My Abusive Relationship Story: I Don’t Blame My Abuser or Myself

English Writer Progressive Millennial

A victim of domestic abuse looks back and tries to find reconciliation. 

I can’t remember the first time he hit me. That seems like the kind of detail you’re supposed to remember, but as hard as I strain, there’s no dramatic moment of change I can recall.

The clearest scene in my memory is waiting for the school bus. He grabbed my throat and pushed me up against the wall. I could still breathe but it felt like a warning. He started to grab at my breasts and twist them. I thought he might be able to rip them off. At least ten other kids were watching. I said “no” and he put his hand down my pants and grabbed me.

Then, he pushed me away and laughed. I laughed, too. I didn’t know what else to do.

I don’t remember many beatings, but bruises I do remember. I had to stay aware of them. I didn’t want anyone to notice, but I also kind of liked them. They seemed to me like a badge of honor or proof of resilience.

I was 12 when it started and 17 when I decided enough was enough.

It wasn’t until a year after it stopped that I could name what had happened to me. I hadn’t thought of it as physical abuse. It just seemed like playing around had gotten too rough. We were friends and there were feelings. It felt like we were just joking.

I didn’t know what else to do.

The Impact of Domestic Abuse on Victims Lasts a Lifetime

Young girl wearing a beanie

We first met when we were 11 years old. We were in all the same classes and both at the top of the class. I remember that being very important. It made me feel like we were somehow co-conspirators. I fell in love with him quickly. He was intelligent and a little nerdy and he seemed mature to me.

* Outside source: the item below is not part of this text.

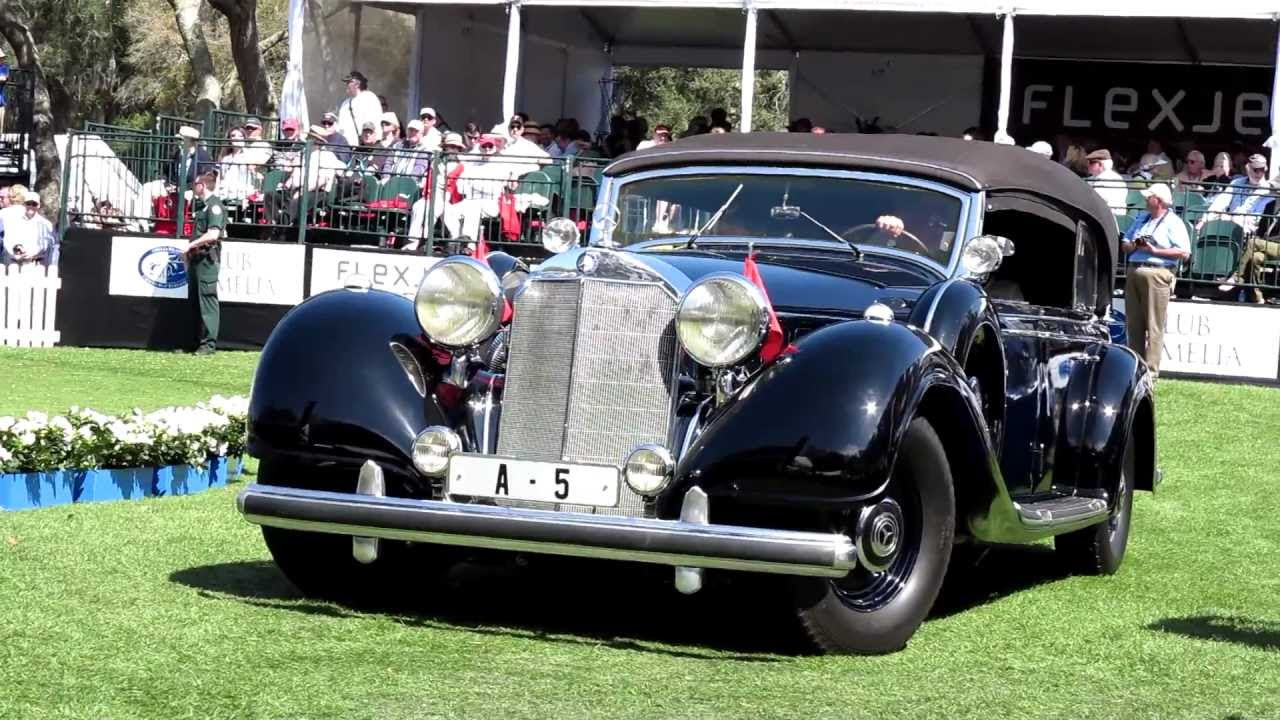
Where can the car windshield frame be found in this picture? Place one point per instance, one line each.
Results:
(965, 224)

In true tween fashion we shared that we "liked" each other, but we never dated. I think that’s what kept me hooked. There was a chance that something might happen without any guarantees and it made me feel like I had to work harder to be liked by him.

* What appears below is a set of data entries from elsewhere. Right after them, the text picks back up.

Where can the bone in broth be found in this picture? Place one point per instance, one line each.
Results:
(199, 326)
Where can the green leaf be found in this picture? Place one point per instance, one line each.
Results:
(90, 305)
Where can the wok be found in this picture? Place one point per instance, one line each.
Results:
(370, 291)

He would hold my hand and wrap his arms around my waist and it made me feel safe. I felt like I had this dangerous bear on a leash who could lash out at anyone who came near me and hide me in its warm fur.

But it wasn’t just flirty messages and holding hands. There were punches and kicks and grabs and pushes. More than once he threw me down the stairs. I think it was part of a joke. I remember him laughing and me panicking as I braced for impact. It was at least 40 steps. I still have back pain.

Once, I was changing for sports class and a friend noticed purple and blue splotches up my leg. I had been kicked. When she asked, I said it was an accident while we were playing around. I believed it too. Like it had just somehow happened.

That’s the thing that took me the longest to reconcile. I convinced myself so well that it was accidents or just kids playing around that I wondered if I had overreacted. Even now, I’m not sure I disagree.

I still have back pain.

Do Abusers Know What They're Doing? It’s Not Always a Simple Yes or No

Schoolbus

What happened to me was a living nightmare. It’s something that no child should have to go through. There are certainly adults that failed me by not noticing what was happening, openly…even in school.

As an adult, as a feminist, when I see or hear of anyone in a circumstance of domestic abuse, male or female, I am horrified. There is no doubt in my mind that the abuser is to be blamed and, also, should be arrested. So often abuse ties in with manipulation and control. It’s complex and different in every circumstance that it happens. For me, even years later, I don’t see the intent. I just see a confused little boy who needed help.

So, can I blame him? I don’t. Because while I was just 12 when it started, so was he. We were children in the playground and there should have been adults there to stop it. We grew together into a terrible pattern of abusive behavior and I can’t resent him for it when neither of us knew any better.

But we should have been taught better. At 12, he shouldn’t have thought it was okay to treat me like that. And how could I have thought it was okay to let him?

I wonder now how he remembers it. I haven’t spoken to him since. Would he be surprised by my account? If he told this story I wonder if it would be the story of young dumb mistakes he made in his teens. Or would it be about a girl he used to have feelings for that he messed about with? I’m not sure and I’m not sure that it matters, after all.